Prolongation of Action

• Prolongation of local anesthetics is influenced by several factors, including protein binding, site vascularity, dose, additives (adjuncts), patient factors, lipid solubility, formulation, and temperature.
• Protein binding (the most important intrinsic factor)
  • Strong binding to tissue and plasma proteins slows drug clearance, leading to a longer duration.
  • Example: Bupivacaine > Ropivacaine > Lidocaine
• Site of vascularity
  • The greater the vascularity at the site of injection, the faster the drug is absorbed, reducing the duration of action.
• Dose
  • Higher tissue concentrations prolong the local effect, though there is a ceiling effect.
• Additives
  • Vasoconstrictors: Epinephrine is commonly used to achieve local vasoconstriction by activating α1-adrenergic receptors, thereby delaying systemic absorption of local anesthetics. Concentrations greater than 1:200,000 (5 µg/ml) confer little advantage.^2,4
    • The effect of epinephrine on prolonging the duration of action of local anesthetics varies by agent. Vasoconstriction slows systemic absorption for all local anesthetics, but the degree of prolongation depends on the drug’s protein binding and lipid solubility.
  • Short-acting agents (e.g., lidocaine) gain the most benefit, while long-acting agents (e.g., bupivacaine) see minimal added duration, typically less than 60 minutes of prolongation.⁵
    • There is no increase in heart rate or blood pressure when epinephrine is added to the block. However, the peak plasma concentration decreases by 50%, and the time to peak is doubled, thereby greatly reducing the risk of systemic local anesthetic toxicity.⁶
  • Clonidine: Believed to work by activating ɑ2 adrenergic receptors and hyperpolarizing cation channels; block duration is prolonged by an average of 2-3 hours.⁷
    • Studies have demonstrated increased risk of bradycardia, sedation, and hypotension.⁷
    • The typical dose is 1 mcg/mg (up to 100 mcg) per block.
  • Dexmedetomidine: Believed to work by activating ɑ2 adrenergic receptors and hyperpolarizing cation channels; has 7 times greater affinity than clonidine.⁴
    • Block duration is prolonged by an average of 2-3 hours.⁷
    • The typical dose is 1 mcg/mg (up to 100 mcg) per block.
  • Opioids: Buprenorphine, morphine, and fentanyl have been closely studied.
    • Buprenorphine exerts antihyperalgesic effects, believed to be mediated by its action at μ, κ, and δ receptors. Demonstrates some block-prolonging capabilities but also carries a risk of PONV.⁴
    • Morphine and fentanyl are not recommended for routine use in blocks. Neither opioid has demonstrated significant block prolonging capabilities, conferring a strong side effect profile, significantly increasing nausea and vomiting for patients.⁴
  • Dexamethasone: Unclear mechanism of action. Associated with anti-inflammatory properties through transcription factor effects; likely works through vasoconstrictive effects. Increase in block prolongation on average of 3-4 hours.⁹
    • Historically, there has been a theoretical risk of peripheral neurotoxicity with perineural dexamethasone from animal studies; however, more recent studies suggest this association is not true.¹⁰
    • Intravenous dexamethasone versus perineural dexamethasone remains controversial, but perineural dexamethasone is likely better for certain blocks with no additional benefit to a dose greater than 2-4 mg total for the entire block.

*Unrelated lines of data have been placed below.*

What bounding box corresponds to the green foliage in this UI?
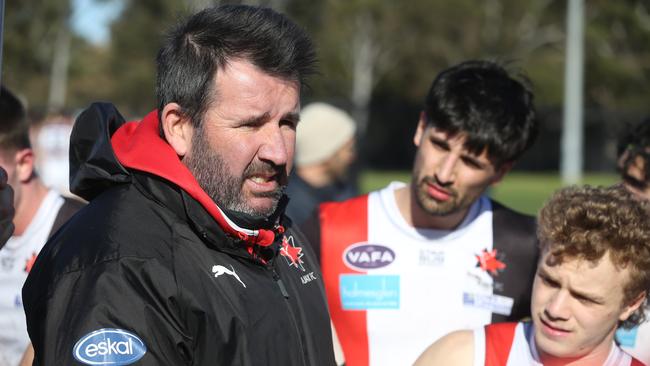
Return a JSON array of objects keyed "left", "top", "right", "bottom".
[
  {"left": 359, "top": 171, "right": 619, "bottom": 215},
  {"left": 3, "top": 0, "right": 650, "bottom": 130}
]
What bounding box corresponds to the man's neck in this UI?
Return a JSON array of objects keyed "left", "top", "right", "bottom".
[
  {"left": 395, "top": 185, "right": 471, "bottom": 230},
  {"left": 537, "top": 338, "right": 614, "bottom": 366},
  {"left": 14, "top": 178, "right": 48, "bottom": 236}
]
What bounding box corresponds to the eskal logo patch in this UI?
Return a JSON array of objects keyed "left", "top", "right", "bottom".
[
  {"left": 343, "top": 242, "right": 395, "bottom": 271},
  {"left": 72, "top": 328, "right": 147, "bottom": 365}
]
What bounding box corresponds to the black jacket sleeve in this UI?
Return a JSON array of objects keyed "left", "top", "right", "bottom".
[{"left": 23, "top": 258, "right": 191, "bottom": 365}]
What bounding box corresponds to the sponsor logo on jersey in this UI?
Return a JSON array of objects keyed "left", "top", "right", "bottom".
[
  {"left": 339, "top": 274, "right": 400, "bottom": 310},
  {"left": 418, "top": 249, "right": 445, "bottom": 267},
  {"left": 212, "top": 264, "right": 246, "bottom": 288},
  {"left": 343, "top": 242, "right": 395, "bottom": 271},
  {"left": 72, "top": 328, "right": 147, "bottom": 365},
  {"left": 280, "top": 235, "right": 305, "bottom": 272},
  {"left": 476, "top": 249, "right": 506, "bottom": 277}
]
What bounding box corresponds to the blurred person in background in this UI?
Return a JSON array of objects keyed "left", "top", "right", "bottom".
[
  {"left": 31, "top": 112, "right": 74, "bottom": 196},
  {"left": 416, "top": 186, "right": 650, "bottom": 366},
  {"left": 616, "top": 119, "right": 650, "bottom": 365},
  {"left": 286, "top": 103, "right": 358, "bottom": 225},
  {"left": 23, "top": 5, "right": 334, "bottom": 366},
  {"left": 304, "top": 61, "right": 538, "bottom": 366},
  {"left": 0, "top": 86, "right": 83, "bottom": 366}
]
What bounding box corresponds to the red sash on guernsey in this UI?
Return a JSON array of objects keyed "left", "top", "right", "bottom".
[
  {"left": 485, "top": 323, "right": 517, "bottom": 366},
  {"left": 320, "top": 195, "right": 369, "bottom": 366}
]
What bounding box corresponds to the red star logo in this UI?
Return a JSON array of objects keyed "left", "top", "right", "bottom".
[
  {"left": 25, "top": 252, "right": 37, "bottom": 273},
  {"left": 280, "top": 236, "right": 305, "bottom": 271},
  {"left": 476, "top": 249, "right": 506, "bottom": 276}
]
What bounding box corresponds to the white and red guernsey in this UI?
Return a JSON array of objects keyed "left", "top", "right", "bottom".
[
  {"left": 305, "top": 183, "right": 537, "bottom": 366},
  {"left": 474, "top": 322, "right": 643, "bottom": 366}
]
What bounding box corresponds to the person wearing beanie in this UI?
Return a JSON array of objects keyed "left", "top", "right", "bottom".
[
  {"left": 286, "top": 103, "right": 357, "bottom": 225},
  {"left": 298, "top": 60, "right": 538, "bottom": 366}
]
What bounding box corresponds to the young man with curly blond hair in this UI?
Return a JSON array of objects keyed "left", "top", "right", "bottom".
[{"left": 416, "top": 186, "right": 650, "bottom": 366}]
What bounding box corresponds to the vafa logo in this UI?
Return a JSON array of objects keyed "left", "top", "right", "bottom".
[
  {"left": 72, "top": 328, "right": 147, "bottom": 366},
  {"left": 343, "top": 242, "right": 395, "bottom": 271}
]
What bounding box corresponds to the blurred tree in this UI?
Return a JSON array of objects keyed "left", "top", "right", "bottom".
[
  {"left": 2, "top": 0, "right": 71, "bottom": 109},
  {"left": 108, "top": 0, "right": 189, "bottom": 117}
]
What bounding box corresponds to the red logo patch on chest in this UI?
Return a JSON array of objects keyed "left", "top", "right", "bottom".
[
  {"left": 476, "top": 249, "right": 506, "bottom": 276},
  {"left": 280, "top": 236, "right": 305, "bottom": 271}
]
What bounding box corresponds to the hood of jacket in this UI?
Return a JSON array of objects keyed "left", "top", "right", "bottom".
[{"left": 70, "top": 103, "right": 287, "bottom": 247}]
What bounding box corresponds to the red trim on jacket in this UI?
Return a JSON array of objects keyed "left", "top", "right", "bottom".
[{"left": 111, "top": 110, "right": 275, "bottom": 246}]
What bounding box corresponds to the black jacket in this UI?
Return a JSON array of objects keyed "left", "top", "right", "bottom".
[{"left": 23, "top": 104, "right": 334, "bottom": 366}]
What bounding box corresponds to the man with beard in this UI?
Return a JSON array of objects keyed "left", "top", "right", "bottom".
[
  {"left": 23, "top": 5, "right": 334, "bottom": 366},
  {"left": 416, "top": 186, "right": 650, "bottom": 366},
  {"left": 304, "top": 61, "right": 537, "bottom": 366}
]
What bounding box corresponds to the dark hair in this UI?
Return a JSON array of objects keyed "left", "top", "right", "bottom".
[
  {"left": 617, "top": 118, "right": 650, "bottom": 183},
  {"left": 156, "top": 5, "right": 316, "bottom": 126},
  {"left": 537, "top": 185, "right": 650, "bottom": 328},
  {"left": 0, "top": 85, "right": 31, "bottom": 153},
  {"left": 424, "top": 60, "right": 538, "bottom": 166}
]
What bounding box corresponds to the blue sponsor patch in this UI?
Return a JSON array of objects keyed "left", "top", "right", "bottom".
[
  {"left": 616, "top": 327, "right": 639, "bottom": 347},
  {"left": 339, "top": 274, "right": 399, "bottom": 310},
  {"left": 463, "top": 292, "right": 515, "bottom": 316},
  {"left": 72, "top": 328, "right": 147, "bottom": 365}
]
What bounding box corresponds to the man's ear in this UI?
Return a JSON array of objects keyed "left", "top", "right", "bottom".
[
  {"left": 14, "top": 148, "right": 34, "bottom": 183},
  {"left": 618, "top": 291, "right": 647, "bottom": 321},
  {"left": 160, "top": 103, "right": 194, "bottom": 157},
  {"left": 490, "top": 162, "right": 514, "bottom": 185},
  {"left": 413, "top": 111, "right": 427, "bottom": 147}
]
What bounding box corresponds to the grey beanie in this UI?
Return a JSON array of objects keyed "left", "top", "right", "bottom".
[{"left": 296, "top": 103, "right": 357, "bottom": 166}]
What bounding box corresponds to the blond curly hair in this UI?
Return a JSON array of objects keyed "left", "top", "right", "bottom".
[{"left": 537, "top": 185, "right": 650, "bottom": 328}]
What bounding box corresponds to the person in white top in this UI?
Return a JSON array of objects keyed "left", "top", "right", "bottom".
[
  {"left": 0, "top": 167, "right": 14, "bottom": 248},
  {"left": 415, "top": 186, "right": 650, "bottom": 366},
  {"left": 0, "top": 86, "right": 81, "bottom": 366}
]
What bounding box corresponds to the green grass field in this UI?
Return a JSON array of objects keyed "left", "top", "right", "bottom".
[{"left": 359, "top": 171, "right": 618, "bottom": 214}]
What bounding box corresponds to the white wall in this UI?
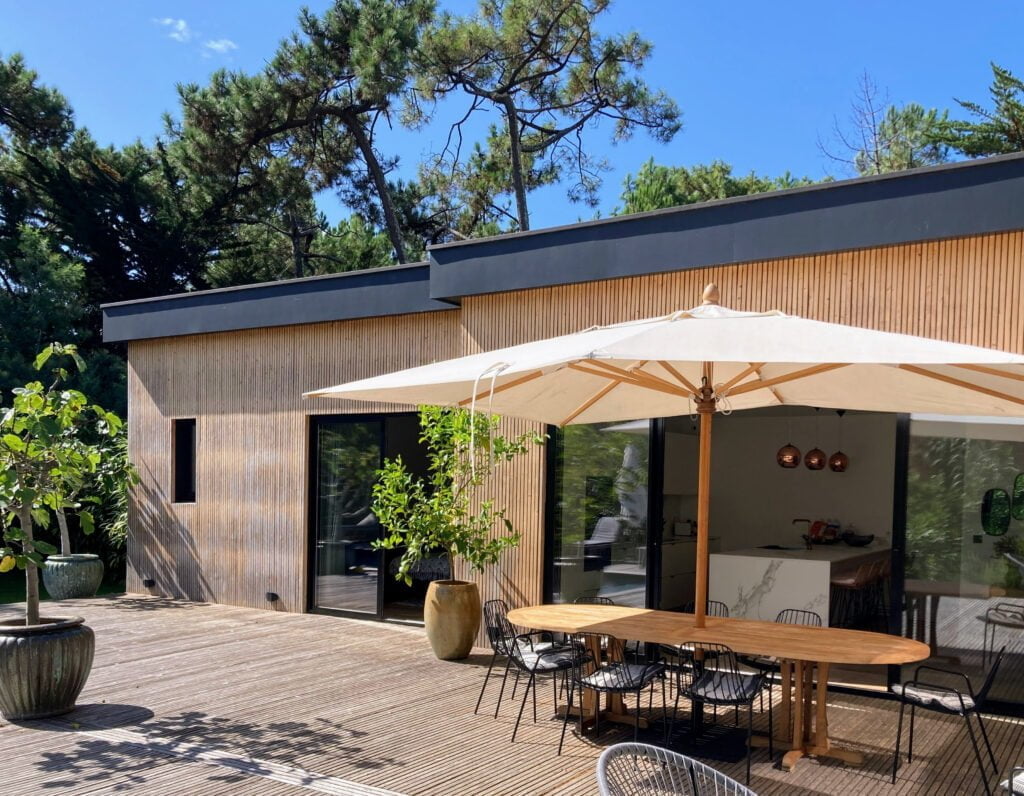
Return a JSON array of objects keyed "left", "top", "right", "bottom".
[{"left": 666, "top": 410, "right": 896, "bottom": 550}]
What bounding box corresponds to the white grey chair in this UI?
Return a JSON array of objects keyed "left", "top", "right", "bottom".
[{"left": 597, "top": 744, "right": 757, "bottom": 796}]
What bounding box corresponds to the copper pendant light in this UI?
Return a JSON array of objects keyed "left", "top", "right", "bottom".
[
  {"left": 775, "top": 443, "right": 800, "bottom": 470},
  {"left": 828, "top": 451, "right": 850, "bottom": 472},
  {"left": 804, "top": 448, "right": 826, "bottom": 470},
  {"left": 828, "top": 409, "right": 850, "bottom": 472}
]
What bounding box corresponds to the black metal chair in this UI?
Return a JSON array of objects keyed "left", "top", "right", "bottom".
[
  {"left": 597, "top": 744, "right": 757, "bottom": 796},
  {"left": 683, "top": 599, "right": 729, "bottom": 619},
  {"left": 892, "top": 646, "right": 1007, "bottom": 794},
  {"left": 507, "top": 618, "right": 575, "bottom": 751},
  {"left": 667, "top": 641, "right": 774, "bottom": 785},
  {"left": 558, "top": 633, "right": 668, "bottom": 754},
  {"left": 473, "top": 599, "right": 559, "bottom": 718}
]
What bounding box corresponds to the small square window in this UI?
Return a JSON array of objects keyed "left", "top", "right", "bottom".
[{"left": 171, "top": 418, "right": 196, "bottom": 503}]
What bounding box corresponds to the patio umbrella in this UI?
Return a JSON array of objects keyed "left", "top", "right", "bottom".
[{"left": 305, "top": 285, "right": 1024, "bottom": 627}]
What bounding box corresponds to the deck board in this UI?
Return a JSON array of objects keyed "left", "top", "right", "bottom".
[{"left": 0, "top": 597, "right": 1024, "bottom": 796}]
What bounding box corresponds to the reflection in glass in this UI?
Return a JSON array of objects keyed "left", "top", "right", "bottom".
[
  {"left": 903, "top": 417, "right": 1024, "bottom": 702},
  {"left": 314, "top": 421, "right": 383, "bottom": 614},
  {"left": 552, "top": 420, "right": 650, "bottom": 608}
]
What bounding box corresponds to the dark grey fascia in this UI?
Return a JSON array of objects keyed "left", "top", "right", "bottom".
[
  {"left": 429, "top": 154, "right": 1024, "bottom": 299},
  {"left": 102, "top": 262, "right": 454, "bottom": 342}
]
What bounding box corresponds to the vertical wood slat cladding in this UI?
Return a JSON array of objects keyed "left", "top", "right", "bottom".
[
  {"left": 128, "top": 311, "right": 462, "bottom": 612},
  {"left": 128, "top": 226, "right": 1024, "bottom": 640}
]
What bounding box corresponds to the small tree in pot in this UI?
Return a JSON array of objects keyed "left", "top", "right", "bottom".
[
  {"left": 0, "top": 343, "right": 121, "bottom": 719},
  {"left": 373, "top": 407, "right": 544, "bottom": 660}
]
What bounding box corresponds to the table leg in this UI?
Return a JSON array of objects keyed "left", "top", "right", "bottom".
[
  {"left": 782, "top": 662, "right": 864, "bottom": 771},
  {"left": 559, "top": 637, "right": 648, "bottom": 729}
]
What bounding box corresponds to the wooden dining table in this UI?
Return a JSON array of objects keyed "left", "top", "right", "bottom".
[{"left": 508, "top": 604, "right": 931, "bottom": 770}]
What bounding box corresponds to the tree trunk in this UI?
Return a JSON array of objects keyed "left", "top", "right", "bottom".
[
  {"left": 345, "top": 117, "right": 406, "bottom": 263},
  {"left": 502, "top": 98, "right": 529, "bottom": 229},
  {"left": 57, "top": 508, "right": 71, "bottom": 555},
  {"left": 17, "top": 506, "right": 39, "bottom": 625},
  {"left": 288, "top": 213, "right": 305, "bottom": 279}
]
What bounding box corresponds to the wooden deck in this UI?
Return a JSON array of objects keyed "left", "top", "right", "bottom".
[{"left": 0, "top": 596, "right": 1024, "bottom": 796}]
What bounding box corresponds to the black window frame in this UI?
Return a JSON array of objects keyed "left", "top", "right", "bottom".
[{"left": 171, "top": 417, "right": 199, "bottom": 503}]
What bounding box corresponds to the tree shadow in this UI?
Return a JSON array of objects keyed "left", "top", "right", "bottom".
[{"left": 36, "top": 705, "right": 401, "bottom": 792}]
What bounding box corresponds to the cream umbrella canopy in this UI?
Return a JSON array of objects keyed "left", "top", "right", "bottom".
[{"left": 305, "top": 285, "right": 1024, "bottom": 627}]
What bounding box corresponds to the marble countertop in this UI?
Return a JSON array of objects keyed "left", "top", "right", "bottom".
[{"left": 712, "top": 542, "right": 890, "bottom": 563}]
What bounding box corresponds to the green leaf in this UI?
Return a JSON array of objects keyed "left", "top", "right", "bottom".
[
  {"left": 33, "top": 539, "right": 57, "bottom": 555},
  {"left": 33, "top": 345, "right": 53, "bottom": 371}
]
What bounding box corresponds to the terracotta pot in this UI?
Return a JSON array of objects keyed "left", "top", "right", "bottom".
[
  {"left": 0, "top": 617, "right": 95, "bottom": 721},
  {"left": 43, "top": 553, "right": 103, "bottom": 599},
  {"left": 423, "top": 581, "right": 480, "bottom": 661}
]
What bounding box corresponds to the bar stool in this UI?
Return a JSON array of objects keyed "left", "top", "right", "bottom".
[{"left": 828, "top": 561, "right": 876, "bottom": 627}]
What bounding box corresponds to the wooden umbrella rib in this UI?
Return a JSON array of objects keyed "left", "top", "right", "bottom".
[
  {"left": 953, "top": 365, "right": 1024, "bottom": 381},
  {"left": 657, "top": 360, "right": 697, "bottom": 393},
  {"left": 459, "top": 371, "right": 544, "bottom": 407},
  {"left": 719, "top": 362, "right": 765, "bottom": 392},
  {"left": 568, "top": 363, "right": 687, "bottom": 397},
  {"left": 730, "top": 363, "right": 850, "bottom": 395},
  {"left": 558, "top": 381, "right": 622, "bottom": 426},
  {"left": 897, "top": 365, "right": 1024, "bottom": 407}
]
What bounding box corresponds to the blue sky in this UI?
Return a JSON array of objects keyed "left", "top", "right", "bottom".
[{"left": 0, "top": 0, "right": 1024, "bottom": 227}]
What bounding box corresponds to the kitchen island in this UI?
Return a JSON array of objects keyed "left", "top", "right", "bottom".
[{"left": 708, "top": 542, "right": 890, "bottom": 624}]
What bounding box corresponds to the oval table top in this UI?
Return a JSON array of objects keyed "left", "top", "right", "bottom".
[{"left": 508, "top": 604, "right": 931, "bottom": 664}]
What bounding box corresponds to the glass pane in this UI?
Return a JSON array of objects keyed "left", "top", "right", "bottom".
[
  {"left": 903, "top": 417, "right": 1024, "bottom": 702},
  {"left": 314, "top": 421, "right": 382, "bottom": 614},
  {"left": 553, "top": 420, "right": 650, "bottom": 608}
]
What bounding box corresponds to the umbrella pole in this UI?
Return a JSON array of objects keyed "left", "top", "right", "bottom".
[{"left": 693, "top": 383, "right": 715, "bottom": 627}]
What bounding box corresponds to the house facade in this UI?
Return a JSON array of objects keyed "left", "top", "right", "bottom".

    • Dexamethasone’s ability to prolong analgesia may help decrease the risk of rebound pain after a single-shot peripheral nerve block.
• Patient factors
  • Age and Comorbidities: Older patients or those with certain comorbidities (e.g., hepatic disease, renal disease, hypoalbuminemia) may alter clearance and prolong the effect.
• Lipid solubility
  • • Higher lipid solubility modestly increases the duration the drug stays within the nerve membrane.
• Formulation type
  • Liposomal or Extended-release Formulations: These theoretically allow for a slower, sustained release of anesthetic, prolonging the duration of action. However, recent studies demonstrated no benefit compared to plain bupivacaine.
• Temperature
  • Lower temperatures can subtly slow the metabolism and absorption of local anesthetics, prolonging their effects, but is less impactful than the above factors.